They are the ( clichéd, mind-numbing, sophomoric ) battle of the sexes in two successful Italian comedies – Maschi Contro Femmine (Men vs Women) and Femmine Contro Maschi (Women vs Men) – neither of which are available for US DVD players and neither of which I would particularly recommend. So why am I writing about them? I guess because I just can’t stop thinking about them. What makes something funny is such an enigma, particularly in films from other countries, and the definition of “funny” can be wildly different from one person to the next. I suppose that explains why filmmakers are always making comedies with the lowest common denominator. I guess that’s why so many of them suck and/or are popular at the same time.
I saw Femmine Contro Maschi (women against men) , the second of the two to be released, in the theater when I was in Rome in February . When I wrote about it I compared it to an old American TV show called Love American Style – maybe The Love Boat or Fantasy Island would have been more recognizable references. You know those shows; the ones with vignettes featuring washed-up stars in implausible, tedious and not very funny relationship stories. A couple in Femmine Contro Maschi were mildly amusing, like when one husband got amnesia and the wife decided to “reinvent” him, telling him that he hated soccer and loved piano lessons. In another, a man didn’t want his mother to know that he was divorced so he got his ex-wife and kids together to film fake family vacation videos. Sitcom stuff.
I think that maybe the director of the two movies, Fausto Brizzi, was going for a kind of “Love Actually” rip-off ( I hated that one, too, so take that into consideration). The Maschi/Femmine chronicles, like Love Actually, have stars that aren’t so washed up and deserve better roles, but I guess movie stars like high paying jobs and the chance to make some money can’t be underestimated. Stars like Paola Cortellesi, who won the best actress award for Nessuno mi Può Gudicare and Claudio Bisio, who was so charming in Si Può Fare and Benvenuti al Sud camp it up, and probably had fun doing it, but I just can’t believe that the movies are funny enough to be successful. And I can’t believe that comedies couldn’t be a little smarter and still make money.
I watched Maschi Contro Femmine (Men vs. Women) last night and it was much worse. It has a lesbian and her guy roommate who are after the same (idiotic) bi-sexual girl, a man trying to be faithful to his wife (who has a new baby) while a blond chippy throws herself at him, a woman who finds her husband screwing a beautiful young woman (and he’s definitely not handsome or rich enough for me to believe for 1 second he could actually get) and the one with Cortellessi, about a crunchy young “Green Peace” do-gooder woman that falls in love with her sleazy, playboy neighbor. All. Really. Dumb.

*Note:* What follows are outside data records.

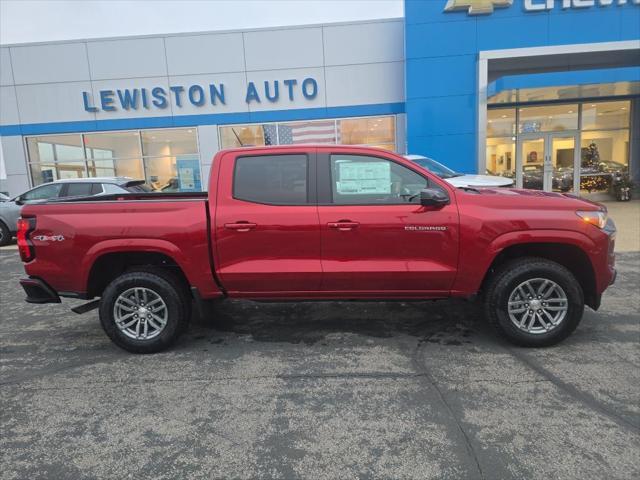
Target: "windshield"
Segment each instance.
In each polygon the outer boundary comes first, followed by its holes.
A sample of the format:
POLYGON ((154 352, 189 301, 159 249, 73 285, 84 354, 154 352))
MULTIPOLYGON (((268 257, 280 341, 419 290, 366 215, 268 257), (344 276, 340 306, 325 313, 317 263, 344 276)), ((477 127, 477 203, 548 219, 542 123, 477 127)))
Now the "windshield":
POLYGON ((432 160, 431 158, 427 158, 427 157, 416 158, 414 162, 416 162, 422 168, 426 168, 431 173, 435 173, 440 178, 459 177, 460 175, 462 175, 461 173, 454 172, 450 168, 445 167, 441 163, 438 163, 435 160, 432 160))

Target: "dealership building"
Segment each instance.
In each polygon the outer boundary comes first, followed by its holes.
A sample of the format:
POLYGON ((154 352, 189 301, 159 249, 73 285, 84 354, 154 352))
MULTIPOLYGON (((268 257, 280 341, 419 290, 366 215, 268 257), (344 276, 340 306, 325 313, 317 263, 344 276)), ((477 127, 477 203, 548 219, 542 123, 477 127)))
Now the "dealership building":
POLYGON ((640 0, 406 1, 404 18, 0 48, 11 195, 61 178, 207 188, 223 148, 421 154, 518 186, 640 178, 640 0))

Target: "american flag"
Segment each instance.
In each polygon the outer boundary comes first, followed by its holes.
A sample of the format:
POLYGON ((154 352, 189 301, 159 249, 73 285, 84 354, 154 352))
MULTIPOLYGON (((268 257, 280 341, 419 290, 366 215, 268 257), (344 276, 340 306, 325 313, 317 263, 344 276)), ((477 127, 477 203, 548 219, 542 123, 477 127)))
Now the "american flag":
POLYGON ((336 143, 336 125, 333 120, 263 125, 265 145, 292 145, 298 143, 336 143), (278 129, 276 135, 276 128, 278 129))

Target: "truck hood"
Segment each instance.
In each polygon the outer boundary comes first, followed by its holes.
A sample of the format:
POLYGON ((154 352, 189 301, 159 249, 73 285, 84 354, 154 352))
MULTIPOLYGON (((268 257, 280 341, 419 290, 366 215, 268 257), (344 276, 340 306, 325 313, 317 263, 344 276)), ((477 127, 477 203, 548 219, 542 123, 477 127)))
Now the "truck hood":
MULTIPOLYGON (((587 208, 588 210, 605 210, 606 206, 580 198, 572 193, 544 192, 542 190, 528 190, 524 188, 476 188, 466 191, 471 195, 481 195, 484 198, 493 197, 502 202, 513 202, 517 208, 521 202, 537 200, 540 207, 557 205, 566 208, 587 208)), ((464 190, 462 190, 464 191, 464 190)))
POLYGON ((510 187, 513 185, 512 178, 496 175, 460 175, 444 180, 454 187, 510 187))

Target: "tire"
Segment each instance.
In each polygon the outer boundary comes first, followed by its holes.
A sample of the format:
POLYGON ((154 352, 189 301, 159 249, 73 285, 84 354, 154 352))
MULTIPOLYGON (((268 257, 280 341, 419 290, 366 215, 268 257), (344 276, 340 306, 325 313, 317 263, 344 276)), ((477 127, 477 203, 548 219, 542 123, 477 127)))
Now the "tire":
POLYGON ((4 247, 5 245, 9 245, 11 243, 11 239, 13 236, 9 231, 9 227, 7 227, 4 222, 0 221, 0 247, 4 247))
POLYGON ((577 328, 584 312, 584 294, 562 265, 543 258, 519 258, 491 276, 484 309, 489 324, 511 343, 547 347, 577 328), (541 288, 542 294, 537 295, 541 288))
POLYGON ((191 298, 176 276, 159 268, 141 268, 107 286, 99 312, 102 328, 113 343, 132 353, 156 353, 170 347, 187 329, 191 298))

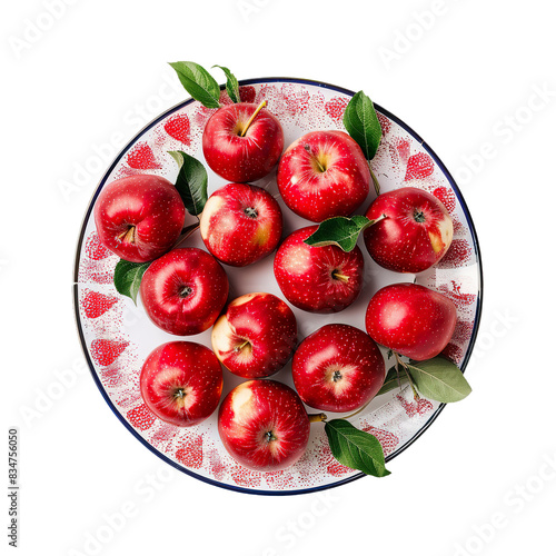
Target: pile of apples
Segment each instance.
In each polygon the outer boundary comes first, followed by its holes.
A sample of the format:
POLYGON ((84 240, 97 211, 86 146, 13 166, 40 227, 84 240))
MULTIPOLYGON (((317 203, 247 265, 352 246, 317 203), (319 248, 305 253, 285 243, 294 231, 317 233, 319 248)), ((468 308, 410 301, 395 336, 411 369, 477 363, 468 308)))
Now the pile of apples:
MULTIPOLYGON (((336 245, 310 246, 318 226, 282 240, 282 214, 265 189, 249 185, 278 165, 278 188, 287 207, 312 222, 348 217, 367 198, 369 165, 344 131, 314 131, 282 153, 284 132, 265 103, 237 102, 208 120, 202 150, 208 166, 229 181, 215 191, 199 216, 207 250, 180 247, 186 208, 175 185, 149 175, 105 187, 95 207, 101 242, 120 258, 150 262, 140 296, 150 320, 176 336, 212 327, 212 350, 193 341, 156 348, 142 366, 145 404, 160 419, 197 425, 220 405, 218 429, 241 465, 284 469, 304 454, 312 420, 306 406, 346 413, 373 399, 385 380, 377 342, 414 360, 440 354, 456 326, 456 307, 445 296, 415 284, 396 284, 368 302, 366 331, 332 324, 301 339, 285 300, 267 292, 228 302, 221 264, 247 267, 276 251, 274 272, 292 306, 315 314, 344 310, 358 297, 364 254, 336 245), (266 379, 292 358, 295 389, 266 379), (247 379, 220 403, 222 369, 247 379)), ((381 267, 420 272, 448 250, 453 222, 444 205, 416 188, 379 195, 366 212, 377 220, 365 246, 381 267)))

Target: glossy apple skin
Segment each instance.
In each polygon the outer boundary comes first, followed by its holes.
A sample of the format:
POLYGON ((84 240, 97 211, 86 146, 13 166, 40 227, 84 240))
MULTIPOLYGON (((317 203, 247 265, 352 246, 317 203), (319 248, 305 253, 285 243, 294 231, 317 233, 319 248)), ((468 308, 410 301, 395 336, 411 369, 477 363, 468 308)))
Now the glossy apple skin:
POLYGON ((192 341, 157 347, 145 361, 141 396, 160 419, 191 427, 209 417, 222 394, 222 369, 215 354, 192 341))
POLYGON ((364 232, 365 246, 381 267, 397 272, 421 272, 448 250, 454 226, 446 207, 435 196, 403 187, 378 196, 367 218, 386 215, 364 232))
POLYGON ((281 209, 265 189, 228 183, 215 191, 200 218, 207 249, 226 265, 245 267, 270 255, 282 231, 281 209))
POLYGON ((248 294, 228 305, 212 328, 212 349, 231 373, 261 378, 280 370, 297 345, 294 311, 271 294, 248 294))
POLYGON ((131 262, 147 262, 170 250, 185 219, 178 190, 158 176, 117 179, 102 188, 95 203, 101 244, 131 262))
POLYGON ((212 171, 245 183, 267 176, 284 149, 284 131, 278 119, 266 108, 255 117, 244 137, 244 126, 257 105, 238 102, 217 110, 205 126, 202 152, 212 171))
POLYGON ((284 202, 296 215, 321 222, 349 216, 365 201, 370 171, 360 147, 346 132, 311 131, 286 149, 277 181, 284 202))
POLYGON ((326 325, 305 338, 294 356, 299 397, 322 411, 353 411, 383 387, 385 363, 378 346, 349 325, 326 325))
POLYGON ((344 252, 336 246, 308 246, 304 240, 317 228, 301 228, 286 238, 276 252, 275 277, 286 299, 299 309, 338 312, 361 290, 363 254, 358 247, 344 252))
POLYGON ((186 247, 153 261, 139 291, 155 325, 177 336, 190 336, 215 324, 228 289, 228 277, 215 257, 186 247))
POLYGON ((294 465, 309 441, 309 418, 299 396, 275 380, 248 380, 224 399, 218 431, 240 465, 276 471, 294 465))
POLYGON ((394 284, 369 301, 365 325, 378 344, 416 361, 436 357, 456 328, 456 306, 417 284, 394 284))

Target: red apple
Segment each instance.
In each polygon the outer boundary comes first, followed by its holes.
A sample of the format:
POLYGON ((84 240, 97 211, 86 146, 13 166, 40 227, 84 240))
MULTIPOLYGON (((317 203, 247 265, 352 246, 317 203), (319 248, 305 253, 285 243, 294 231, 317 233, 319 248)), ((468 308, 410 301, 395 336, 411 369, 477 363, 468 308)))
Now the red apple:
POLYGON ((265 189, 246 183, 228 183, 215 191, 200 217, 207 249, 234 267, 245 267, 272 252, 281 230, 276 199, 265 189))
POLYGON ((155 325, 190 336, 215 324, 228 299, 228 278, 208 252, 195 247, 173 249, 146 270, 140 294, 155 325))
POLYGON ((284 202, 314 222, 349 216, 369 193, 361 148, 344 131, 311 131, 292 142, 278 165, 284 202))
POLYGON ((356 247, 311 247, 304 242, 317 226, 286 238, 275 257, 275 276, 286 299, 306 311, 338 312, 351 305, 363 285, 364 260, 356 247))
POLYGON ((280 370, 297 345, 294 311, 271 294, 238 297, 212 329, 212 349, 220 361, 244 378, 280 370))
POLYGON ((117 179, 102 188, 95 205, 100 241, 131 262, 147 262, 170 250, 185 219, 178 190, 158 176, 117 179))
POLYGON ((309 418, 299 396, 275 380, 248 380, 224 399, 218 431, 239 464, 276 471, 295 464, 309 440, 309 418))
POLYGON ((291 366, 299 397, 325 411, 353 411, 373 399, 385 364, 367 334, 348 325, 326 325, 305 338, 291 366))
POLYGON ((378 196, 365 215, 386 218, 364 232, 370 256, 397 272, 421 272, 438 262, 451 244, 454 226, 435 196, 403 187, 378 196))
POLYGON ((261 106, 250 102, 225 106, 205 126, 205 160, 229 181, 244 183, 264 178, 280 158, 284 131, 276 117, 261 106))
POLYGON ((190 427, 217 408, 222 394, 222 369, 215 354, 192 341, 157 347, 141 369, 141 396, 160 419, 190 427))
POLYGON ((378 344, 424 361, 448 345, 456 318, 456 306, 441 294, 417 284, 393 284, 373 296, 365 324, 378 344))

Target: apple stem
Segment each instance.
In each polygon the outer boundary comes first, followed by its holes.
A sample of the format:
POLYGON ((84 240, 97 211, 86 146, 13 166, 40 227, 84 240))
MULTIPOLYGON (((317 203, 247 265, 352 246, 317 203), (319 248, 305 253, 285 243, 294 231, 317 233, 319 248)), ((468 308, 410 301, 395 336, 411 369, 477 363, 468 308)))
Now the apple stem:
POLYGON ((120 241, 125 241, 125 242, 128 242, 128 244, 135 244, 136 242, 136 227, 131 226, 126 231, 122 231, 118 236, 118 239, 120 241))
POLYGON ((370 160, 367 160, 367 165, 369 166, 370 178, 373 179, 373 185, 375 186, 375 192, 377 193, 377 196, 379 196, 380 195, 380 183, 378 182, 378 179, 375 176, 375 172, 373 171, 373 168, 370 166, 370 160))
POLYGON ((244 129, 241 130, 241 135, 239 137, 245 137, 245 135, 247 133, 247 130, 249 129, 249 126, 252 123, 252 120, 255 120, 255 118, 257 117, 257 115, 267 106, 267 101, 264 100, 258 107, 257 107, 257 110, 255 110, 255 112, 252 112, 252 116, 249 118, 248 122, 246 123, 246 126, 244 127, 244 129))
POLYGON ((342 417, 342 419, 350 419, 351 417, 355 417, 357 414, 360 414, 373 400, 369 399, 363 407, 359 407, 357 411, 354 411, 353 414, 349 414, 346 417, 342 417))

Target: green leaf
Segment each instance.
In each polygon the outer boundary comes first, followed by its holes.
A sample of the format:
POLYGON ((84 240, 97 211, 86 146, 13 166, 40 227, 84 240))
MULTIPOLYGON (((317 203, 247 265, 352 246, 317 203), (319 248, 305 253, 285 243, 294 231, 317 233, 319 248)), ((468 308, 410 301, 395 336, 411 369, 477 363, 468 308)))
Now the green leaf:
POLYGON ((137 305, 137 294, 141 286, 142 275, 150 266, 149 262, 129 262, 120 259, 113 271, 113 285, 119 294, 127 296, 137 305))
POLYGON ((390 475, 386 469, 383 446, 375 436, 355 428, 345 419, 326 423, 325 433, 332 456, 341 465, 374 477, 390 475))
POLYGON ((361 148, 365 158, 373 160, 380 145, 383 128, 375 106, 365 92, 357 92, 348 102, 344 112, 344 126, 361 148))
POLYGON ((207 108, 220 108, 220 87, 205 68, 195 62, 170 62, 170 66, 195 100, 207 108))
POLYGON ((192 216, 199 216, 208 199, 207 170, 199 160, 181 150, 169 150, 170 155, 179 166, 176 189, 178 190, 187 211, 192 216))
POLYGON ((324 247, 327 245, 338 246, 344 251, 353 251, 357 245, 359 234, 375 222, 385 218, 369 220, 365 216, 355 215, 351 218, 337 216, 320 222, 318 229, 311 234, 305 242, 312 247, 324 247))
POLYGON ((387 391, 394 390, 395 388, 399 388, 401 385, 406 384, 408 381, 407 375, 405 373, 400 373, 398 375, 398 371, 396 370, 396 367, 391 367, 388 369, 388 373, 386 374, 386 378, 384 380, 384 385, 378 390, 377 396, 380 396, 380 394, 386 394, 387 391))
POLYGON ((459 401, 471 393, 459 368, 444 357, 410 361, 407 370, 419 393, 444 404, 459 401))
POLYGON ((230 97, 231 101, 241 102, 241 99, 239 98, 239 83, 236 76, 224 66, 215 64, 212 68, 220 68, 226 73, 226 92, 228 93, 228 97, 230 97))

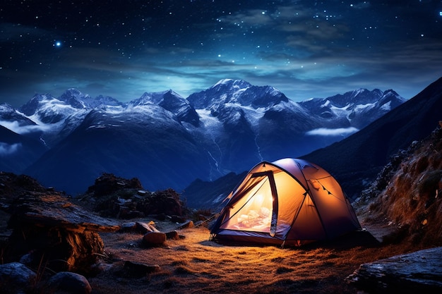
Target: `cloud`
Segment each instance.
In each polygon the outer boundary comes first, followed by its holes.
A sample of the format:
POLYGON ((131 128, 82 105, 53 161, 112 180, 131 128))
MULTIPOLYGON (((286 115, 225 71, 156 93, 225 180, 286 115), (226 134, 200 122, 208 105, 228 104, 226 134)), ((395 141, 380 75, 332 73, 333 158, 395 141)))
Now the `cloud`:
POLYGON ((12 154, 16 152, 20 147, 20 143, 10 145, 0 142, 0 156, 12 154))
POLYGON ((0 125, 2 125, 6 128, 8 130, 12 130, 13 132, 20 134, 24 135, 28 134, 29 133, 34 132, 41 132, 47 130, 51 128, 49 125, 20 125, 19 123, 16 121, 0 121, 0 125))
POLYGON ((319 128, 314 130, 309 130, 306 133, 308 135, 320 135, 320 136, 348 136, 352 135, 358 130, 354 127, 350 128, 319 128))

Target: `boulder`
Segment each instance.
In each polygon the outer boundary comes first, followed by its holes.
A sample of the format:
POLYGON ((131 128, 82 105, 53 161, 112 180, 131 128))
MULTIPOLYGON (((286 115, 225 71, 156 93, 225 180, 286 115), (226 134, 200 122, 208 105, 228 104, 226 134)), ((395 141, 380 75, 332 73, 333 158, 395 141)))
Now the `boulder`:
POLYGON ((346 281, 367 293, 442 293, 442 247, 361 264, 346 281))
POLYGON ((119 226, 73 204, 56 193, 28 192, 11 209, 8 261, 26 255, 27 265, 42 264, 55 272, 87 273, 104 252, 97 232, 112 232, 119 226))
POLYGON ((45 290, 49 293, 90 294, 92 288, 83 276, 69 271, 61 271, 48 280, 45 290))
POLYGON ((8 293, 24 292, 32 290, 36 280, 37 274, 20 262, 0 264, 0 289, 7 288, 8 293))
POLYGON ((164 244, 166 234, 161 232, 148 232, 143 236, 143 243, 146 246, 158 246, 164 244))
POLYGON ((160 271, 158 264, 145 264, 141 262, 126 261, 123 268, 125 276, 132 278, 142 278, 148 274, 160 271))

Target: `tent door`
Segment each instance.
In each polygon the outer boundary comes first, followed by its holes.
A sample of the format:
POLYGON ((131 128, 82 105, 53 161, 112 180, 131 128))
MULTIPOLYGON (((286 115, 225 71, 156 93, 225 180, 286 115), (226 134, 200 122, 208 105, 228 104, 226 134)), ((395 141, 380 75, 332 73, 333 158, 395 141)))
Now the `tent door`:
POLYGON ((268 182, 270 185, 270 190, 272 192, 273 200, 273 212, 272 220, 270 221, 270 236, 275 237, 276 234, 276 225, 277 223, 277 211, 278 211, 278 201, 277 201, 277 192, 276 190, 276 184, 275 183, 275 177, 273 176, 273 172, 272 171, 262 171, 260 173, 255 173, 252 174, 252 178, 267 176, 268 182))

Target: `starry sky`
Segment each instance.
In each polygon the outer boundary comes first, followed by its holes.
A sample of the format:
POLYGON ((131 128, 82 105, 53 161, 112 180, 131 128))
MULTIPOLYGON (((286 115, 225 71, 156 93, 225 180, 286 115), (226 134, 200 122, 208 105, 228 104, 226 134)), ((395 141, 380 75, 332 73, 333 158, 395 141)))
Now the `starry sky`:
POLYGON ((75 87, 121 102, 223 78, 294 101, 411 98, 442 76, 442 1, 2 0, 0 104, 75 87))

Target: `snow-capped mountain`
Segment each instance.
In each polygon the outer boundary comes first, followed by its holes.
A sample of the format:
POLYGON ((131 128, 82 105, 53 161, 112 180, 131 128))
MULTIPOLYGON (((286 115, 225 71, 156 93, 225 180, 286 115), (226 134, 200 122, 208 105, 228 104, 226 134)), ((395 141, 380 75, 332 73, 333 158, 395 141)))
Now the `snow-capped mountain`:
POLYGON ((404 101, 392 90, 359 90, 297 103, 273 87, 222 80, 186 99, 172 90, 128 103, 75 89, 37 94, 18 109, 1 106, 0 125, 48 149, 23 170, 44 185, 82 192, 110 172, 179 190, 325 147, 404 101))

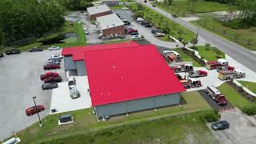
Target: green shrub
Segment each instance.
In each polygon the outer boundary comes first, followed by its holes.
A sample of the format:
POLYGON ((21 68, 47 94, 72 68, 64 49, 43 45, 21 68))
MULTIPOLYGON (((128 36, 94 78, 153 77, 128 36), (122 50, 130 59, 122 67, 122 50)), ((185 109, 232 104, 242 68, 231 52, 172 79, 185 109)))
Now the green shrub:
POLYGON ((256 104, 246 105, 242 107, 242 111, 248 115, 256 114, 256 104))

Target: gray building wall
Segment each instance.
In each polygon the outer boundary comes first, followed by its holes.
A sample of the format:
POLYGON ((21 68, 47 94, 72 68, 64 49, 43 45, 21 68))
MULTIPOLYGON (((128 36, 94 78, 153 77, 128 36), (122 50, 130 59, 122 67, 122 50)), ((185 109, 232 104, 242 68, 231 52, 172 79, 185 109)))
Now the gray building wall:
POLYGON ((180 93, 96 106, 98 118, 178 104, 180 93))
POLYGON ((76 61, 76 67, 77 67, 77 72, 78 76, 84 76, 86 75, 86 69, 85 66, 84 61, 76 61))
POLYGON ((72 56, 64 57, 64 70, 65 71, 77 70, 77 65, 72 60, 72 56))

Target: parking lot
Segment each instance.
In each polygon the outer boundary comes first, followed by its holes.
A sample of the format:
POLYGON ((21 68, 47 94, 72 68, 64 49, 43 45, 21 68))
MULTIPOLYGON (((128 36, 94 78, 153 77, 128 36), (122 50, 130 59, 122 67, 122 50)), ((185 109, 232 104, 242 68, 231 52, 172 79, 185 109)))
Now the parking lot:
POLYGON ((229 102, 227 102, 226 106, 218 106, 218 103, 211 98, 209 95, 206 94, 206 93, 202 90, 198 90, 199 94, 202 96, 202 98, 208 102, 208 104, 214 110, 219 111, 219 110, 230 110, 233 109, 234 106, 232 104, 229 102))
MULTIPOLYGON (((37 114, 26 116, 25 110, 34 106, 32 97, 37 97, 37 104, 46 110, 40 113, 42 118, 49 114, 52 90, 42 90, 40 74, 46 71, 42 66, 52 54, 59 50, 42 52, 22 52, 16 55, 5 55, 0 60, 0 139, 9 137, 38 121, 37 114)), ((57 71, 65 78, 62 69, 57 71)))
POLYGON ((76 79, 76 86, 81 97, 71 99, 68 87, 68 82, 63 82, 58 83, 58 88, 53 90, 50 110, 56 109, 57 113, 63 113, 80 109, 90 108, 91 101, 87 91, 89 89, 88 79, 86 76, 74 77, 76 79))
POLYGON ((224 130, 214 131, 210 124, 207 124, 212 133, 223 144, 254 144, 256 142, 255 116, 242 114, 239 110, 233 109, 221 113, 222 120, 230 123, 230 128, 224 130))

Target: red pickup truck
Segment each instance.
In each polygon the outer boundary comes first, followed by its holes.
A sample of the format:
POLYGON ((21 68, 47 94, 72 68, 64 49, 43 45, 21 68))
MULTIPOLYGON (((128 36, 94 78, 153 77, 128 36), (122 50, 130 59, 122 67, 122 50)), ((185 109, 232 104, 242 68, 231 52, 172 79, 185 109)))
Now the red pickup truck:
POLYGON ((54 70, 54 69, 60 69, 61 66, 54 63, 49 63, 43 66, 43 70, 54 70))
POLYGON ((44 74, 40 75, 40 79, 42 81, 45 78, 47 78, 49 77, 58 77, 58 73, 53 73, 53 72, 47 72, 44 74))
POLYGON ((38 111, 40 112, 44 110, 45 110, 45 107, 42 105, 37 106, 37 108, 34 106, 31 106, 31 107, 26 109, 26 114, 27 116, 30 116, 30 115, 36 114, 38 111))
POLYGON ((62 82, 62 78, 60 76, 57 76, 57 77, 51 76, 45 78, 43 82, 62 82))

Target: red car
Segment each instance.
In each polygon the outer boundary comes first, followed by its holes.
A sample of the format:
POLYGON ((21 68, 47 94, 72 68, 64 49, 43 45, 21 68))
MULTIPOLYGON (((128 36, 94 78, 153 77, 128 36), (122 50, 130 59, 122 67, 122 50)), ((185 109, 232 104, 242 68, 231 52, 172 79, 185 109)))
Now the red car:
POLYGON ((45 78, 47 78, 49 77, 58 77, 58 73, 47 72, 45 74, 40 75, 40 79, 44 80, 45 78))
POLYGON ((54 63, 49 63, 49 64, 46 64, 46 65, 44 65, 43 66, 43 69, 45 70, 54 70, 54 69, 60 69, 61 66, 58 64, 54 64, 54 63))
POLYGON ((44 82, 60 82, 62 81, 62 78, 60 76, 57 76, 57 77, 51 76, 43 79, 44 82))
POLYGON ((45 110, 45 107, 42 105, 38 105, 38 106, 37 106, 37 107, 38 107, 38 110, 34 106, 26 109, 26 114, 27 116, 30 116, 30 115, 36 114, 37 111, 41 112, 45 110))
POLYGON ((138 30, 134 30, 134 29, 128 29, 127 33, 128 34, 132 34, 134 32, 138 32, 138 30))

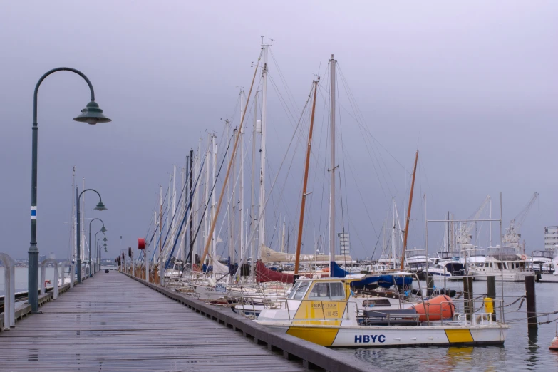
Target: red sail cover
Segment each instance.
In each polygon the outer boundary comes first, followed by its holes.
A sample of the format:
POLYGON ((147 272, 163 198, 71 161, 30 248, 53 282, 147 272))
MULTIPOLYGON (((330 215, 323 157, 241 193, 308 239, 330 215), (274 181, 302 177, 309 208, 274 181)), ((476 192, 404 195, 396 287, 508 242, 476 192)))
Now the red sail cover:
POLYGON ((267 283, 268 281, 280 281, 281 283, 294 283, 294 275, 270 270, 265 267, 262 261, 256 262, 256 282, 267 283))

It’s no different here in the US – we churn out stupid comedies like there’s no tomorrow and like there’s no way to do it any differently. But I happen to know that there is. The recent American movies like Bridesmaids and Cedar Rapids, and the Italian Benvenuti al Sud, for example, show that comedies can have substance and still be really silly at the same time. Maybe 99% of comedies aren’t fresh because we don’t demand freshness. Maybe we need to start rejecting the rotten apples and demand better comedies – in all languages.